Search Service is a code search engine based on Zoekt, a fast text search engine intended for use with source code. It enables you to quickly find relevant code within your repositories. https://github.com/sourcegraph/zoekt/

Why is Search Service important?

Search Service is crucial for efficient code navigation and understanding. It allows you to:

  • Find code quickly: Search for specific code snippets, functions, or files within your repositories.
  • Improve code comprehension: Locate related code to understand how different parts of your codebase work together.
  • Streamline development: Efficiently locate the code you need to make changes, debug issues, or implement new features.

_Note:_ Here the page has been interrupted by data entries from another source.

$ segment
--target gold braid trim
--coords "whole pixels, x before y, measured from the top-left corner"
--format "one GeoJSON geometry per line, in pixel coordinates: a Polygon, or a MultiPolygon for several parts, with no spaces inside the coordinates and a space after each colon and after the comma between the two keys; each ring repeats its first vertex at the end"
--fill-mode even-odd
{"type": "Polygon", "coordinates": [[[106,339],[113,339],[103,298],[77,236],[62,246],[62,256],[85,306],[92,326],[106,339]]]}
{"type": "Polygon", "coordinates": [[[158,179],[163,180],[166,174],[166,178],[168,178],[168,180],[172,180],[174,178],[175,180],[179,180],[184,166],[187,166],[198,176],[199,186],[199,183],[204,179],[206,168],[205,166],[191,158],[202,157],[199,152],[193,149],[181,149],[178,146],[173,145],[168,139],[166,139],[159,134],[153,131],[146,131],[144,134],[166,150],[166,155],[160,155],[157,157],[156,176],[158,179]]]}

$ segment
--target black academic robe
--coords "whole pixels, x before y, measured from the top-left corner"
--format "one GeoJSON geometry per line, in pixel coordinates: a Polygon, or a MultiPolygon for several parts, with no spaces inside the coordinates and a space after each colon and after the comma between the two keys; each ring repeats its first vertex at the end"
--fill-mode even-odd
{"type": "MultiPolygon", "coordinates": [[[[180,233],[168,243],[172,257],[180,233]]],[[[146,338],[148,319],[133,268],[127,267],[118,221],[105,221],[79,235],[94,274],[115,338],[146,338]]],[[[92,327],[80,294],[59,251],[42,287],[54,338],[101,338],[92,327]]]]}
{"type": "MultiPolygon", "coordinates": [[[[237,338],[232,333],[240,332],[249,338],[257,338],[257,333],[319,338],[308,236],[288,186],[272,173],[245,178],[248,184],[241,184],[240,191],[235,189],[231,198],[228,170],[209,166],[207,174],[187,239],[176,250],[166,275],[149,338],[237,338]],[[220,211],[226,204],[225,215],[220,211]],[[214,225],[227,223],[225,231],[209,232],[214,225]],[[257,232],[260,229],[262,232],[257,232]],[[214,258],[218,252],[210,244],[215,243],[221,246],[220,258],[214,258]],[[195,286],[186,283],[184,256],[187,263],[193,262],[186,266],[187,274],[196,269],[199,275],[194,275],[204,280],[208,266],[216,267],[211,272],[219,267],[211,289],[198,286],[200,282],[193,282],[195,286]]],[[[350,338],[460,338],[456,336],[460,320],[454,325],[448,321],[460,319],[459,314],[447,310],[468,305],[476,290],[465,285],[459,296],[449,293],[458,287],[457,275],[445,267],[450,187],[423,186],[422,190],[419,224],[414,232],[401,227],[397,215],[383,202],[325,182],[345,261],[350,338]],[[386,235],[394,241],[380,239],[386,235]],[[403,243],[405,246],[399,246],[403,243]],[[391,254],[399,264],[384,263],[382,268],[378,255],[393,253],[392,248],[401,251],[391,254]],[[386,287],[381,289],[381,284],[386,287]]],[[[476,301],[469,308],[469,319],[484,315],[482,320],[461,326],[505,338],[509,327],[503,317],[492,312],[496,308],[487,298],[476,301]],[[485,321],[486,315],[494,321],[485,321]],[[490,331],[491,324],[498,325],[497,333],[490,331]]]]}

Managing Search Service with zoekt-indexserver

The zoekt-indexserver command provides a convenient way to manage a search service that automatically mirrors and indexes repositories. This ensures continuous indexing and keeps search results up-to-date.

Configuration

You can configure zoekt-indexserver by creating a JSON file that specifies the repositories you want to mirror and index. For example:

[
            {"GithubUser": "username"},
            {"GithubOrg": "org"},
            {"GitilesURL": "https://gerrit.googlesource.com", "Name": "zoekt" }
          ]
          

This configuration will mirror all repositories under github.com/username, github.com/org, as well as the zoekt repository.

Running zoekt-indexserver

To start the zoekt-indexserver, run the following command:

$GOPATH/bin/zoekt-indexserver -mirror_config config.json
          

This will start the service, which will continuously fetch and index new data from the specified repositories. It also takes care of cleaning up log files.

Accessing Search Results

Search Service provides several ways to access search results:

Web Interface

You can access the web interface by starting the zoekt-webserver command:

$GOPATH/bin/zoekt-webserver -listen :6070
          

This will start a web server listening on port 6070, where you can interact with the search service.

JSON API

You can retrieve search results as JSON by sending a GET request to the zoekt-webserver:

curl --get \
                 --url "http://localhost:6070/search" \
                 --data-urlencode "q=ngram f:READ" \
                 --data-urlencode "num=50" \
                 --data-urlencode "format=json"
          

The response data is a JSON object, and you can refer to the web.ApiSearchResult documentation to understand its structure.

CLI

You can use the zoekt CLI to search for code:

$GOPATH/bin/zoekt 'ngram f:READ'
          

Integration with Gerrit/Gitiles

Search Service can be integrated with Gerrit/Gitiles, allowing users to search for code directly from the code review and browsing system. This integration respects Gerrit/Gitiles’s access control lists (ACLs), ensuring that users only see the code they are authorized to access.

Symbol Search

To improve search ranking, it is recommended to install Universal ctags. This tool helps Zoekt find symbol definitions and other sections within files, which can be used to boost the ranking of relevant results.

Acknowledgements

  • Han-Wen Nienhuys for creating Zoekt
  • Alexander Neubeck for suggesting this idea and collaborating with Han-Wen Nienhuys

Top-Level Directory Explanations

cmd/ - This directory contains the command-line interface (CLI) for Zoekt.

cmd/zoekt/ - This directory contains the main package for the CLI tool.

cmd/zoekt-indexserver/ - This directory contains the code for the index server.

cmd/zoekt-sourcegraph-indexserver/ - This directory contains the code for the Sourcegraph index server.

doc/ - This directory contains documentation for the project.

grpc/ - This directory contains the code for gRPC support.

json/ - This directory contains the code for handling JSON data.

web/ - This directory contains the code for the web server.

Entrypoints and Where to Start

cmd/zoekt/main.go - The main entrypoint for the Zoekt command-line tool, providing functions for displaying matches, loading shards, and starting various profiling modes.

cmd/zoekt-indexserver/main.go - The main entrypoint for the index server, handling logging, periodic fetching, indexing pending repos, and deleting logs.

cmd/zoekt-sourcegraph-indexserver/main.go - The main entrypoint for the sourcegraph index server, which periodically reindexes enabled repositories on Sourcegraph.

cmd/zoekt-webserver/main.go - The main entrypoint for the web server, which serves search results and handles various HTTP requests.